Has it ever occured to you to make a demand of God? Most of the time our prayers are asking God for something, at least if that’s okay with God. Could you imagine praying to God, “Make it so!”?
Noted scholar of the Hebrew Scriptures, Walter Brueggemann reflected on what we call “The Lord’s Prayer” during a morning session at General Assembly. He claimed this prayer is a set of petitions: not requests but demands. “Bring your kingdom. Give us bread. Forgive us as we forgive. Keep us safe from evil.”

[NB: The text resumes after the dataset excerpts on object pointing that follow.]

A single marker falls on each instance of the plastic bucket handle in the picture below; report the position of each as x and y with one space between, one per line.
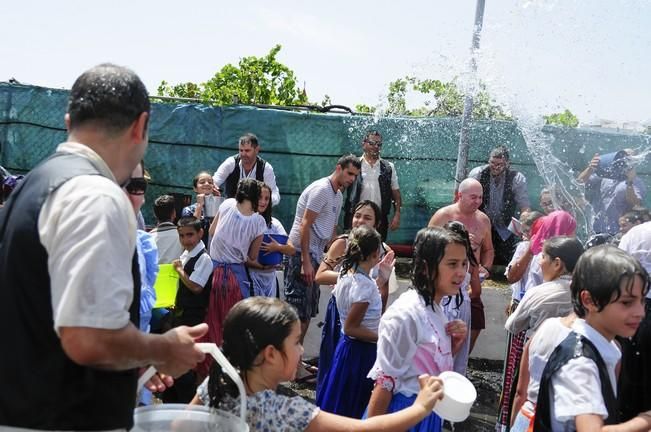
214 351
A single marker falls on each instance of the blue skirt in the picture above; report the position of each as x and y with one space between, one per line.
330 335
346 390
431 423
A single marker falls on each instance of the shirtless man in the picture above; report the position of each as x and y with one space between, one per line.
466 211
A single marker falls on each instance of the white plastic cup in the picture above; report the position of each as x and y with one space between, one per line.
458 396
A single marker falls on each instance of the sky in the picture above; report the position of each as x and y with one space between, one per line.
536 56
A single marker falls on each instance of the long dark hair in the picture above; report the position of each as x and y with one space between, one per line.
267 213
249 189
429 250
376 210
460 228
251 325
363 241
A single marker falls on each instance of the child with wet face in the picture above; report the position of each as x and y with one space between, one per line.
262 340
195 278
414 336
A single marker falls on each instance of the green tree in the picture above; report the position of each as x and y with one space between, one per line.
565 119
363 108
255 80
447 99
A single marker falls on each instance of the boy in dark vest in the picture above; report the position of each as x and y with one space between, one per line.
69 277
195 278
578 385
378 182
246 164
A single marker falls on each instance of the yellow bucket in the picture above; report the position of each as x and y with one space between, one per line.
166 286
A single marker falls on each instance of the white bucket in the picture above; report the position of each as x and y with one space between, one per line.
189 418
186 418
458 396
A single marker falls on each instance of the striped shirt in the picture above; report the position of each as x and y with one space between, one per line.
320 197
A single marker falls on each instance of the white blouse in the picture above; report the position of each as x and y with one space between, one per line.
358 288
412 340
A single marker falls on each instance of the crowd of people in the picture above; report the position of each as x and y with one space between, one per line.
77 275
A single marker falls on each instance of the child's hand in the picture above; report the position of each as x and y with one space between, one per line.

Praying in this way, Brueggemann says, is a recognition that we are not self-sufficient, that we need God, utterly and essentially. It’s like a hungry three year old who demands “Feed me NOW!” The three year old recognizes her very survival depends on the generosity of someone else. Even as we grow up and give up our dependent ways, we are always utterly dependent on God. We require God’s attention and generosity, in fact Jesus teaches his followers to demand it. Perhaps Jesus recognizes we have skin in the game; what matters in the world matters to us.
Jesus imagines we have the capacity to influence God. More often, we timidly pray, “We’ll God, if it’s your will. I don’t want to be demanding or appear impolite.” Brueggemann’s interpretation of Jesus’ instruction on prayer is decidedly unlike our usual WASP (white Anglo Saxon Protestant) approach. Jesus doesn’t instruct, “Ask nicely please,” like we instructed our own children. Jesus instructs, “Ask. Seek. Knock.” There are no qualifiers; just do it.
The generosity of God is like a stream of life giving water. Whenever any of us, steps into the flow, we interrupt, redirect and change the flow. Step into the stream of God and by your boldness you command the stream to alter its course. You share in commanding the flow of life giving water. Prayer is boldly commanding and demanding from God what we utterly require. Prayer may be other things too, but it is also this.